Anti-piracy in video games is a funny thing. Every major publisher seems to know that they’re effectively just putting up a temporary roadblock. Whether it’s days, weeks, or months*, the DRM will inevitably be circumvented and the game will be cracked.
Far Cry 5 is the latest big game to get the pirate treatment, who managed to bypass a messy amount of security provided by Denuvo, EAC, and VMProtect in just under nineteen days. For reference, AC Origins took three months in total before its security was bypassed.
CPY are responsible for the crack, having shared their progress on the /r/crackwatch subreddit. Apparently it wasn’t that hard, either, even with the latest DRM protection applied to the game.
There’s got to to be a better solution for the industry than Denuvo, which is almost universally maligned for affecting game performance and effectively penalising those who actually paid for the game. Denuvo just isn’t good enough.
Ubisoft will no doubt be disappointed to see their protection effectively be destroyed in less time than the hopeful window of a month, but Far Cry 5 is a pretty big seller as is.

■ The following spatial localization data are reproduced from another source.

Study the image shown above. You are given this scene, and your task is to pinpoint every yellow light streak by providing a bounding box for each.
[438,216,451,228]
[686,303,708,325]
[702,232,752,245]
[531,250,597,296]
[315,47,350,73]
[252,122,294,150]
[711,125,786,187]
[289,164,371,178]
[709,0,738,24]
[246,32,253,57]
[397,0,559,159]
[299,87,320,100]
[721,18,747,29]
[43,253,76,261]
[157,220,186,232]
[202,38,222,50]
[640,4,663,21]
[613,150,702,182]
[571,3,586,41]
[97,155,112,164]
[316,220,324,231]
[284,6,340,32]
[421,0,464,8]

I reviewed it at its time of release and had a whale of a time, though it definitely wasn’t perfect:
“When it’s at its best, Far Cry 5 shows glimmers of being the fullest, most enjoyable game in the franchise to date. The gunplay is as meaty and satisfying as it’s always been and the promotion of exploration has never been more keenly felt — anyone who’s ever enjoyed a Far Cry game will likely feel right at home here. It isn’t without its faults -some glaring, some admissible- but when you compile everything Far Cry 5 is and could become in the future with its Arcade, it’s a scintillating package.”